I tried to double check the result with Grep, I went to the data folder in cloned virtuoso repo where all the nt files where located and ran the following grep command

grep -r -o "rdf:type" | wc -l

But, from the grep result I got 23 which is more than the SPARQL result 19

data git:(master) ✗ grep -r -o "rdf:type" | wc -l
23

I don’t know what’s wrong with the query.
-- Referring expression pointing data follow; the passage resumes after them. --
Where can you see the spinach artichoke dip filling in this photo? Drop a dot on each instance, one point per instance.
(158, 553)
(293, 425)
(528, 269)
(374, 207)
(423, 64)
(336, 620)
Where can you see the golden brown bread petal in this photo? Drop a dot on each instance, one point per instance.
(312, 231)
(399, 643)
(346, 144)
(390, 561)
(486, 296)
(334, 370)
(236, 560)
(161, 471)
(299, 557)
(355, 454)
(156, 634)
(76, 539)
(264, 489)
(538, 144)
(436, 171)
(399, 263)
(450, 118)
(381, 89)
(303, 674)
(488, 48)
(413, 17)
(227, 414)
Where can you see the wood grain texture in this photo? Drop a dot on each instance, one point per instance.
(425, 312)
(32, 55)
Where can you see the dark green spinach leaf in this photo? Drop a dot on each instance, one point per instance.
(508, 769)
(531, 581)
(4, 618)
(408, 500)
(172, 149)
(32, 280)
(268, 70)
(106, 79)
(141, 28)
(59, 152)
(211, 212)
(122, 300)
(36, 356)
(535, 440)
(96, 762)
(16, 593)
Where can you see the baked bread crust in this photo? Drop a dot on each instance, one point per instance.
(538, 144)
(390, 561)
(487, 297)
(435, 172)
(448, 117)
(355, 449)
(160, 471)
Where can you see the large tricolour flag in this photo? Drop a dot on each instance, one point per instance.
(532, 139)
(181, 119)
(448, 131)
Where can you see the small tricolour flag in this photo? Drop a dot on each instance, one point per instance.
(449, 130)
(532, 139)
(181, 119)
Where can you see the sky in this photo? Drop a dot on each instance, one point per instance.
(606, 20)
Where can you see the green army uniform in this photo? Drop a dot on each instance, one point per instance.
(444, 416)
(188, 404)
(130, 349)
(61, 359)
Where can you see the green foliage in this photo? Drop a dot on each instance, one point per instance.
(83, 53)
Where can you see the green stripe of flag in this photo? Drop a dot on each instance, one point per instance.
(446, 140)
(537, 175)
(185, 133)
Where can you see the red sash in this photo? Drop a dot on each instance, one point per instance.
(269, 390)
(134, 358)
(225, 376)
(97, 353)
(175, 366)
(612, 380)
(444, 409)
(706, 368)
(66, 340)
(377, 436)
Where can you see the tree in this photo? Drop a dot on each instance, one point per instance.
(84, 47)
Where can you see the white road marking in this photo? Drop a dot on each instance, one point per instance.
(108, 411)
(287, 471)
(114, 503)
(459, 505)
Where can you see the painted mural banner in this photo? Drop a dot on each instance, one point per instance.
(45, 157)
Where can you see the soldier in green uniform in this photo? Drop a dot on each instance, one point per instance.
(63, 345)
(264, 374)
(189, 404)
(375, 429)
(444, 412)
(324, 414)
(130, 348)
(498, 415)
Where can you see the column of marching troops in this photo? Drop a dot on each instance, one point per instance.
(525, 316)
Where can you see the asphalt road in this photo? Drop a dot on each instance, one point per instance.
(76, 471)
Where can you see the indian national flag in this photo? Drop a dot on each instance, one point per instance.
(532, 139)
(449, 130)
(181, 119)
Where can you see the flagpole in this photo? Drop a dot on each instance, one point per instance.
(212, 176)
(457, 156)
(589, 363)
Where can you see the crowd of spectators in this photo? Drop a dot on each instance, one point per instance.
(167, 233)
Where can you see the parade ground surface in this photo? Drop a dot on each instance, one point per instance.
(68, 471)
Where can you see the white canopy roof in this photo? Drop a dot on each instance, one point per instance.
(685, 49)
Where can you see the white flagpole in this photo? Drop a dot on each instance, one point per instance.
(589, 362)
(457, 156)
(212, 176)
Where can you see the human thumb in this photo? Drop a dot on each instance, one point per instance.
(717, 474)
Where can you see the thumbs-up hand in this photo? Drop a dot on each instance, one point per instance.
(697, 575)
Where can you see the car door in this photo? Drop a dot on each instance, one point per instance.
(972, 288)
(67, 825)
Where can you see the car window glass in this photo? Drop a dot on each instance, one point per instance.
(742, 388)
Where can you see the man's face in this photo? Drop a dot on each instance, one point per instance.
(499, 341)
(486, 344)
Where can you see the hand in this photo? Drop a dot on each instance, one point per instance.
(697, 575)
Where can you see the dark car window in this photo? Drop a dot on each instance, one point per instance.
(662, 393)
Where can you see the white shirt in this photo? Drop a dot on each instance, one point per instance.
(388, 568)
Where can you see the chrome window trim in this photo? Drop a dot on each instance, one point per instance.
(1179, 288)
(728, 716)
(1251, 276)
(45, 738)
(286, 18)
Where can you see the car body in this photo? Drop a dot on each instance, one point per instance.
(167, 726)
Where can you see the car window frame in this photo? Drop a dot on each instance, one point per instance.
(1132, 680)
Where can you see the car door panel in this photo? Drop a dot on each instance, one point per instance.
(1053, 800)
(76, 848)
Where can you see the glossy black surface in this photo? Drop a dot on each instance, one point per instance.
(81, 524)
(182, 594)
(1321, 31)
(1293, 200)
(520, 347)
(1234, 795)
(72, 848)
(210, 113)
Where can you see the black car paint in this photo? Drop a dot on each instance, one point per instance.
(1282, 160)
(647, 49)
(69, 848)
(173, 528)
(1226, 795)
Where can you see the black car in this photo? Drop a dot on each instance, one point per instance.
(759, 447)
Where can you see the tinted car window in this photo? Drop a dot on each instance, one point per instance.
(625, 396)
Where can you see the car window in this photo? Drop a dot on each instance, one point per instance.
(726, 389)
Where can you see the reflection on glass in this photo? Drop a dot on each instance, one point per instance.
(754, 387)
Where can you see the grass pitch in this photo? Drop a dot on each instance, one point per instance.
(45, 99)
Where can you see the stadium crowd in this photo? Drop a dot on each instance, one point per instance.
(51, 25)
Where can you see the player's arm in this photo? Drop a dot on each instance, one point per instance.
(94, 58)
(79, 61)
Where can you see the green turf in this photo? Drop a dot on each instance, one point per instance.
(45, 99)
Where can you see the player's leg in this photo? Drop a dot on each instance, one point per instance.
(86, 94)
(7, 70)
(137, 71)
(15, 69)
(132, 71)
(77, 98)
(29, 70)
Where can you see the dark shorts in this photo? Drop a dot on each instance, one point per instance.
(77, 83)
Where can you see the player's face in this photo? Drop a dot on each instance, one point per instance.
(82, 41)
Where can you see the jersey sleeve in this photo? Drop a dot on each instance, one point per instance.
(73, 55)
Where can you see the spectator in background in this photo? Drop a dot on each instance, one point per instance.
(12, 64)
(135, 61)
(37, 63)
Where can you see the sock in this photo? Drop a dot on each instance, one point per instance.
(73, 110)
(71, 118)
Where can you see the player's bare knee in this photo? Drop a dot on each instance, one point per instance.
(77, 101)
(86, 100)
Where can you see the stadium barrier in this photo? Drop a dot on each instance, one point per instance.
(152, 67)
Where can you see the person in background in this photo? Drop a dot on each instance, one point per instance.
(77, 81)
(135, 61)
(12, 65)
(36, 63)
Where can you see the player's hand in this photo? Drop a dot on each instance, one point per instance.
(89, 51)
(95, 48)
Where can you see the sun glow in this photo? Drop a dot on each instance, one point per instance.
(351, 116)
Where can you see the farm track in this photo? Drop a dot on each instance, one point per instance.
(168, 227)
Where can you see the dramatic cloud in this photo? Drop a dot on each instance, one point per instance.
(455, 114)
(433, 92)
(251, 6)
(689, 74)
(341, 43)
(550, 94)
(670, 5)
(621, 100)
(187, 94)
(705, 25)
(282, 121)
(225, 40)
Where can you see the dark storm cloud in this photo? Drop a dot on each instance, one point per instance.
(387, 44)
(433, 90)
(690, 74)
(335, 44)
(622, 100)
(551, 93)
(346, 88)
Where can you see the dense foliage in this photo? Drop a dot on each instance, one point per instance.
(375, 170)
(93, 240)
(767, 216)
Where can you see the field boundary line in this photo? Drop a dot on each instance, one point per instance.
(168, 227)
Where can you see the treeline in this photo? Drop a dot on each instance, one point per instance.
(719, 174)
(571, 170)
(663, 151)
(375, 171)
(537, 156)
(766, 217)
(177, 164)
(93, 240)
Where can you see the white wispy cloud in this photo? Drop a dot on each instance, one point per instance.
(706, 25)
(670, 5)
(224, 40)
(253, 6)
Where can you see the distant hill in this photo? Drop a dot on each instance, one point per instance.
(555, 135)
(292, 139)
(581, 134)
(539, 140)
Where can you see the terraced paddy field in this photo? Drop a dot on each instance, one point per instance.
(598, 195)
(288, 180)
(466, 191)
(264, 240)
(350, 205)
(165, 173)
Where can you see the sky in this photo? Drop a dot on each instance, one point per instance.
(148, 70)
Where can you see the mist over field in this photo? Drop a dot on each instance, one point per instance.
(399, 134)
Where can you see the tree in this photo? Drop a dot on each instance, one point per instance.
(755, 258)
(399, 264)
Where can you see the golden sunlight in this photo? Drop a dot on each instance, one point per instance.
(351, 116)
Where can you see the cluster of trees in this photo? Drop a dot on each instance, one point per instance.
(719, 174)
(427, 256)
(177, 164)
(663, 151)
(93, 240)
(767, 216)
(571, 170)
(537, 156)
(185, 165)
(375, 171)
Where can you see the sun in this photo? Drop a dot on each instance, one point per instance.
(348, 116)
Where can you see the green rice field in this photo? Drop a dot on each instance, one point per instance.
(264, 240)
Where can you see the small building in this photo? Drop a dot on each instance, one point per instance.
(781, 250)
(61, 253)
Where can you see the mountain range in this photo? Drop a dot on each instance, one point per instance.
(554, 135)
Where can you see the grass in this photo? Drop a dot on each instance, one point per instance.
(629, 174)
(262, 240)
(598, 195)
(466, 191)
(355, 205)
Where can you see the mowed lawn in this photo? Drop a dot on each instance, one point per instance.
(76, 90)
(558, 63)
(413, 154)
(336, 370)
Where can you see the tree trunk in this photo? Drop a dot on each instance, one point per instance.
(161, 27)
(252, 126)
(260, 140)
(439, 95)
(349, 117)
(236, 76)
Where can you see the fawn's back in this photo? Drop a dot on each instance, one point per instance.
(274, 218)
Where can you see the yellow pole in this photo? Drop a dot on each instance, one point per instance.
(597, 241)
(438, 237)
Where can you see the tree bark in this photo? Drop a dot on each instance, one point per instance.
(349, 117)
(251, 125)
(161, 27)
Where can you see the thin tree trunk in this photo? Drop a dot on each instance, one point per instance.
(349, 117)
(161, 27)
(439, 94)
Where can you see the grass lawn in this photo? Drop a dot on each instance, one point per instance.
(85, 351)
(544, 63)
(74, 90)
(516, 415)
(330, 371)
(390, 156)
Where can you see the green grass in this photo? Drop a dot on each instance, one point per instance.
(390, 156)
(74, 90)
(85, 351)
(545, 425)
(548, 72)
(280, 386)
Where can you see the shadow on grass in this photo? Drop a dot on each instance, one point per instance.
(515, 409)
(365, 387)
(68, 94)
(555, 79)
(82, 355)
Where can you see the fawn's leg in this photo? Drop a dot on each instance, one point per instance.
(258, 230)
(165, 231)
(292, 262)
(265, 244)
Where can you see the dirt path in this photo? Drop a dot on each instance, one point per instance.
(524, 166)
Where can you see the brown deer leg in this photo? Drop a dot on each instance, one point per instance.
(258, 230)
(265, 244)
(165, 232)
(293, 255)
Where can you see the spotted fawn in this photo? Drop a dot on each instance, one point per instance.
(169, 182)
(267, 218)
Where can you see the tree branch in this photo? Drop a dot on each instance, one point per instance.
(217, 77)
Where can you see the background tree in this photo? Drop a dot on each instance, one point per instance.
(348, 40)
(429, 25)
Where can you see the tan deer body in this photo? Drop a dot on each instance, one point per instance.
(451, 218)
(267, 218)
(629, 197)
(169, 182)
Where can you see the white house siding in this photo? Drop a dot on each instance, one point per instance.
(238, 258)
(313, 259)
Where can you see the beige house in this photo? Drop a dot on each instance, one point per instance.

Also, I am not sure how to import local nt files to the same Virtuoso Instance and use Query only on that particular nt file rather that all whole databus collection.
I’m sorry if it’s a noobie question or I did anything incorrectly.

Best Regards,
Aviral

jfrey · January 29, 2023, 10:52am

hey @codecavi. thanks for your feedback. Indeed when we designed the warmup task the latest ontologies were smaller. you could have another run from scratch (so delete all the files and the database) with this smaller example https://databus.dbpedia.org/denis/collections/latest_ontologies_as_nt_sample/

please also note that your grep does something different than your SPARQL query (the distinct part)

if you look at the results of your query - the “?classes” you return not the counts itself - you will also find a hint that you did not count the classes in the ontologies itself but you counted the classes that are used as instance types. so these are indeed classes but mostly these are only classes from the OWL and RDF(S) vocabulary itself and not the actual classes that are defined in the ontology. Maybe have a quick look how you define a class in OWL and RDFS. I will update the task description to be more clear about that (thanks for the hint).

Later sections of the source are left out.